Feb 202013
 

Recently it was time to refresh a client’s disaster recovery solution. We were getting ready to release our dependance on our 5 year old HP MSL2024 with an LTO-4 tape drive, and implement a new HP MSL2024 library with a SAS LTO-6 tape drive. We need to use tape since the size of the backup requirements for a full back up are over 6TB.

The server that is connected to all this equipment is an HP Proliant DL360 G6 with a HP Smart Array P800 Controller. The P800 already has an HP StorageWorks MSA60 unit attached to it with 12 drive

Documentation for the P800 mentioned tape drive support. While I know that the P800 is only capable of 3Gb/sec, this is more that enough and chances are the hard drive will be maxed out reading anyways.

Anyways, client approved purchase, brought in the hardware and installed it. First we had to install Backup Exec 2012 (since only the 2012 SP1a HCL specifies support for LTO-6), which was messy but we did it. Then we re-configured all of our backup jobs, since the old jobs were migrated horribly.

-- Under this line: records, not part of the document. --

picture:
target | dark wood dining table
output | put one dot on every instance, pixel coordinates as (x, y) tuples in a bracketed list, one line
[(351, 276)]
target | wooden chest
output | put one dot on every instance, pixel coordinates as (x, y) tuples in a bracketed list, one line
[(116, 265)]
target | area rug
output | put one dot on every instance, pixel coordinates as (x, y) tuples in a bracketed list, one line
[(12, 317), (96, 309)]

When trying to run our first backup, the backup failed. I tried again numerous times, only to get these errors:

  • Storage device “HP 07” reported an error on a request to rewind the media.
  • Final error: 0xe00084f0 – The device timed out.
  • Storage device “HP 07” reported an error on a request to write data to media.
  • Storage device “HP 6” reported an error on a request to write data to media.
  • PvlDrive::DisableAccess() – ReserveDevice failed, offline device
  • ERROR = 0x0000001F (ERROR_GEN_FAILURE)

Also, every time the backup would fail, the Library and the Tape drive would disappear from the computers “Device Manager”. Essentially the device would lose it’s connection. Even when logging in to the HP MSL2024 web interface, it would state the SAS port is disconnected after a backup job would fail. To resolve this, you’d have to restart the library and restart the Backup Exec services. One interesting thing, when this occurred, my companies monitoring and management software would report a RAID failure had occured at the customers site, until the MSL was restarted (this was kinda cool).

 

I immediately called HP support. They mentioned the library had a firmware up 5.80 and asked to try to update. We did and it failed since the firmware file didn’t match it’s checksum, I was told that this is not important as 5.90 doesn’t contain any major changes. We continued to spend 6 hours on the phone trying to disable insight agents, check drivers, etc… Finally he decided to replace the tape drive.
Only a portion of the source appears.